Every year I spend a week writing up county broadband profiles for each county. I take a look at the maps and data provided by the Office of Broadband Development. I track who has received MN Border to Border broadband grants and other funding for broadband and I go through broadband stories from the past year. This post is a warning of sorts that you may be seeing a lot of Tweets or getting a lot of email from me in the next 12 hours as the counties get posted. I tried to time them for off hours – but by tomorrow morning they should all be there. (The links on that page won’t work until the posts have gone live.)
We are on the precipice of some big changes because there is a tremendous opportunity for broadband funding. Each county will receive American Rescue Plan funds and broadband is one eligible investment for that money. A few counties have already committed to spending it on broadband; many have remained quiet and may still be deciding. It turns out that less than 60 percent of townships eligible for ARP funding have applied. It will be interesting to see what happens. There have been other funds that emerged as reaction to the pandemic – CARES and the DEED’s Small Cities Coronavirus Community Development Block Grant Program (CDBG-CV).

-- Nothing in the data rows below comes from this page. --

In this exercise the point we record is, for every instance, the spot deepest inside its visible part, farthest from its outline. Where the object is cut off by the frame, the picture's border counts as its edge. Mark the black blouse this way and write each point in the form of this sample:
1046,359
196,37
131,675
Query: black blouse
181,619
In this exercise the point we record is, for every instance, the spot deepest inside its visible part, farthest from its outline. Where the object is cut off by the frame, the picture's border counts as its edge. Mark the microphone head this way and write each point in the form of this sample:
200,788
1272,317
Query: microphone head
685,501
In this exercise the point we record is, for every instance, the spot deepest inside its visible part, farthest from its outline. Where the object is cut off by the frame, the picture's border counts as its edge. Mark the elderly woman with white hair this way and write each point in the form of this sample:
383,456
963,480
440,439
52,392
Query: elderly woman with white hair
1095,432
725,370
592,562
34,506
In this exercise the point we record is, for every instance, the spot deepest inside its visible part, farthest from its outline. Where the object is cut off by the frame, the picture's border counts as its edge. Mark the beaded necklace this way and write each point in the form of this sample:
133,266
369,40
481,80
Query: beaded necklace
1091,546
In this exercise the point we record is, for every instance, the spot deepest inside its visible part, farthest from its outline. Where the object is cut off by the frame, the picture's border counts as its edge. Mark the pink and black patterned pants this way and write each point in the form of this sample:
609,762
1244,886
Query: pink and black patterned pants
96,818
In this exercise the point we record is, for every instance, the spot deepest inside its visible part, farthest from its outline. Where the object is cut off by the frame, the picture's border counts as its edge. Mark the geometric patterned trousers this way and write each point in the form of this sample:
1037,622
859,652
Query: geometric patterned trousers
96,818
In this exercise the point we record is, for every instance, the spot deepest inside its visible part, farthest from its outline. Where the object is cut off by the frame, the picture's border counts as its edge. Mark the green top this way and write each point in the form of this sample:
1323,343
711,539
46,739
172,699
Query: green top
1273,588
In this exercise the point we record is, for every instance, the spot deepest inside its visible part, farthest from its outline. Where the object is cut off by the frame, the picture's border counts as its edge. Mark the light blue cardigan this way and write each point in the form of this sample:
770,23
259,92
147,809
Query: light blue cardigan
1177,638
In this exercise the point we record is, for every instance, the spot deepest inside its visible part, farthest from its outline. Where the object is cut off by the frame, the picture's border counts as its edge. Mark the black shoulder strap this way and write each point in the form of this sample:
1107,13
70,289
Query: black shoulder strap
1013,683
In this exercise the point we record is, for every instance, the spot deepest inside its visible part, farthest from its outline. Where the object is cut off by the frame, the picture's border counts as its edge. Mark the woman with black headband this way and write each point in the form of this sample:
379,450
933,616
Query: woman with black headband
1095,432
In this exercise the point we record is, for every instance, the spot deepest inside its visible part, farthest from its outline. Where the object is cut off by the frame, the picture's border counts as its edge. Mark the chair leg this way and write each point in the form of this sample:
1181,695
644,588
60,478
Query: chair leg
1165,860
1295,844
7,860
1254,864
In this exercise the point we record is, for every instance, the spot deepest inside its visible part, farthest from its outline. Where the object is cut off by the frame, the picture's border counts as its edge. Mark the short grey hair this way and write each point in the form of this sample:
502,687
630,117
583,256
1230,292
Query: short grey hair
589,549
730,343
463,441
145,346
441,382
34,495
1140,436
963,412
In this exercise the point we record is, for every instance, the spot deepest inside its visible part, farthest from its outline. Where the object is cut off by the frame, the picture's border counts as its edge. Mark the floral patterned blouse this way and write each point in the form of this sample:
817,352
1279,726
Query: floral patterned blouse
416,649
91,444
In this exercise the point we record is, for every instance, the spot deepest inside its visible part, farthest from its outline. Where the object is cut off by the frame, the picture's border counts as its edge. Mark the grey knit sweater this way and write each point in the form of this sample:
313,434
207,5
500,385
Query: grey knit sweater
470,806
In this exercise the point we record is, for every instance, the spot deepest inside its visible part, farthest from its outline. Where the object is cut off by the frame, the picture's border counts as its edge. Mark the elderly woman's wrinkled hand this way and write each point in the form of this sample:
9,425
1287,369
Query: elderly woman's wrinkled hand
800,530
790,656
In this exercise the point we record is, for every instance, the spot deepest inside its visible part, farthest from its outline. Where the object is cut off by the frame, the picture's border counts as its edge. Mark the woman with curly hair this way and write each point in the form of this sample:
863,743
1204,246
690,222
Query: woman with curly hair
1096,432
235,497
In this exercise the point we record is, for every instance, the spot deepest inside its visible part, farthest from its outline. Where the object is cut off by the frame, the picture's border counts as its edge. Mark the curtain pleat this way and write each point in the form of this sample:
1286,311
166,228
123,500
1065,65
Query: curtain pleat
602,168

There was another opportunity for funding through RDOF money from the FCC. They manage considerable funds and the project funding is set for 10 years. That funding is in a limbo of sorts; there was one provider who was offered the opportunity to apply for funding in MN but many people question whether they can provide the FTTH service as proposed. That grant has left some communities waiting to hear whether the RDOF money will come to them or whether then should make alterative plans.
The pandemic has also exacerbated the demand and use of broadband as people have spent much of 2020 and 2021 working, learning, entertaining and taking care of healthcare online.
Each county has its own challenges and strengths but going through the counties I see some themes repeated:
- An engaged provider can make all of the difference. An engaged provider does not necessarily need an engaged community but an engaged community does need a engaged provider. So having a provider that wants to provide good service is a trump card.
- Lack of competition means some counties are finding their needs are not met. Often those counties have one national provider who may find it difficult to invest money is areas where the return on investment is low and/or slow. Some of these counties have been working for years but the barrier is a high one.
- A feasibility study seems to help a community move forward with a plan. It helps focus a community and makes applications for grants easier and it seems to open the door to working with new partners.
- Unless a county is above 97 percent access to broadband, a lack of improvement means a county will drop in ranking – and often drop far.
There are some counties that deserve recognition for their progress. Lincoln County went from 40 percent access to 99 in a year. (They started with a feasibility study in 2018.) Clearwater County went from 89 percent to 99.59 percent; thanks to a $20 million loan for Garden Valley Telephone. Sherburne County went from 81 percent to 93; they still need to work but that’s a good move forward. There are a number of counties that dropped from Yellow to Red ranking often because their coverage hasn’t changed and there’s been limited signs of engagement. Counties that are code red might benefit from intervention, such as the Blandin Accelerate program, a process to spur community acquisition and deployment of federal and state broadband funds, to find an alternative solution.